Mask-ing Bigger Issues: Georgetown’s COVID-19 Policy Has Students On Edge


By: John Kurkjian

A sign on a mask stand inside a classroom in Healy Hall, Georgetown’s flagship building

COVID-19. Ugh, right? When will it end? That’s the current sentiment among students on the campus of Georgetown University in Washington, D.C. after the school’s administration once again made masks mandatory in classrooms for the Fall 2022 semester. 

On July 22, University Provost Robert Groves sent an email to the student body that outlined the school’s health guidance for the upcoming semester. The email informed students that, regardless of vaccination status, they had to be tested either within 48 hours prior to their arrival on campus or within 24 hours after moving in. Additionally, the message delineated that masks are still required in instructional settings, specifically saying, “Masks are still required in indoor instructional settings, such as classrooms and teaching laboratories, on the Main and Medical Center campuses. This applies to organized classes, but not to informal gatherings (e.g., in libraries, study spaces).”
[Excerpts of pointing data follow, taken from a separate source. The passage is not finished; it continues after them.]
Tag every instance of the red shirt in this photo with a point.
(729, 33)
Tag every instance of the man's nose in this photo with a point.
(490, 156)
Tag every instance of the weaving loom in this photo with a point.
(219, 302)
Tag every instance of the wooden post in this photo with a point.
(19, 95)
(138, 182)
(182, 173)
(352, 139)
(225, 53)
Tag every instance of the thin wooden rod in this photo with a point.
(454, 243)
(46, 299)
However, the large issue that many students have is not the policy that requires masks in classrooms itself, but rather the constant flip-flopping of policies and hypocrisy demonstrated by Georgetown’s administrators. Luke Perrino, a junior at the McDonough School of Business, criticized the policy by saying, “Having a mask mandate in our age group doesn’t make sense when you consider the hospitalization rate, especially when you consider almost everyone here is fully vaccinated and boosted.” 

Georgetown, like thousands of schools across the country, required masks for the Fall 2021 semester and required weekly testing for randomly selected students. Then, on December 14, 2021, University Chief Medical Officer Dr. Ranit Mishori sent an email to the student body about “a notable and concerning increase in COVID-19 cases on our campuses this week,” and therefore the school transitioned all dining locations to a grab-and-go model. 
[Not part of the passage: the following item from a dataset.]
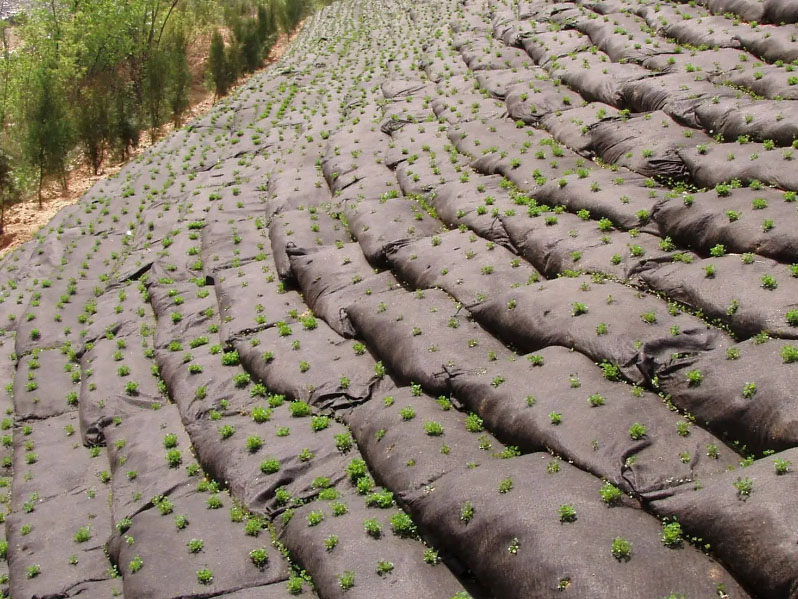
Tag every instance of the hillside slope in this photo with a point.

This, according to Alex Kadar, a junior in the School of Nursing and Health Studies, was a very unnecessary step that angered the student body. “From a medical standpoint, I don’t see the benefit of forcing students to eat in their rooms. The percentage of vaccinated and boosted individuals going to hospitals now is incredibly low.” 
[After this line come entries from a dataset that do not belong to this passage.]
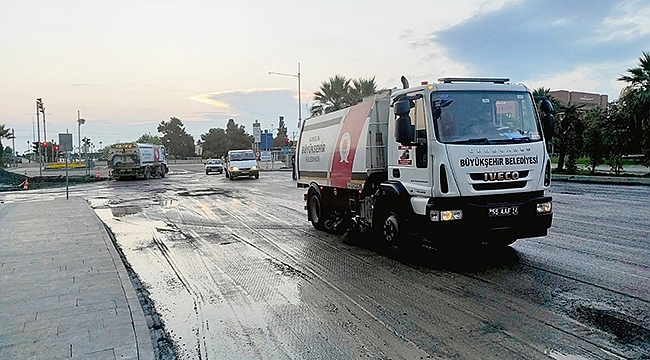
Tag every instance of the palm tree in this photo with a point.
(4, 134)
(333, 95)
(362, 88)
(637, 96)
(338, 93)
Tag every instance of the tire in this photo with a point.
(391, 230)
(315, 211)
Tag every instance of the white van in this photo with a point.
(241, 163)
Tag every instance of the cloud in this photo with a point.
(534, 40)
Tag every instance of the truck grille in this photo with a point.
(480, 184)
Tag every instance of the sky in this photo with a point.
(127, 65)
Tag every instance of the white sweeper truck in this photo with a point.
(459, 161)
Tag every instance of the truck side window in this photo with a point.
(418, 117)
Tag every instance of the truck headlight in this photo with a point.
(445, 215)
(544, 208)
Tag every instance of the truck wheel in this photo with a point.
(390, 230)
(315, 211)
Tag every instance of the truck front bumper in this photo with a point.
(487, 219)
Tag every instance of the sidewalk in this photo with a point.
(65, 290)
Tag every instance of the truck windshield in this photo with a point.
(239, 156)
(484, 117)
What set many students, parents, and alumni, off, however, was a tweet sent out by Mishori just a week after preventing students from congregating at the school’s dining halls which read, “Living dangerously at the @kencen.”

Dr. Ranit Mishori (Twitter Screenshot)

A screenshot of the tweet Mishori (left) sent at her Kennedy Center event

Mishori, who quickly deleted the tweet, explained the post by saying that she was “practicing what I preach” by double masking. Kerry Smith, a parent of a Georgetown student, replied to Mishori’s tweet and expressed frustration by saying, “Practicing what you preach would mean canceling your events and not attending this event. Why did you delete this tweet?”

Furthering the hypocrisy, during the spring semester the University implemented a mask-optional policy on March 21, 2022, that was in effect for mere weeks before it was reverted to the fall semester policy. 

The week before the mask-optional was implemented, Mar. 13-19, 2022, Georgetown students had a 1.43% positivity rate. The week of Aug. 21-27, 2022, Georgetown students had 190 positive tweets, as the University’s COVID-19 Dashboard no longer makes the number of tests received and positivity rate public, which many see as directly misleading. 

Michael Hayes, a junior in the MSB, shared a sentiment that the University is intentionally withholding information from its students to prevent public backlash. “It just doesn’t seem fair to the students to keep flipping and switching the policy, especially when administrators and professors don’t seem to care to follow it anyways.”

All of this is to say – many Georgetown students are frustrated, vaccinated, and ready to start a post-COVID era at one of the nation’s leading universities. There is no timetable for a change in the classroom mask mandate, even as hospitalizations in the U.S. are at their lowest since June 2021.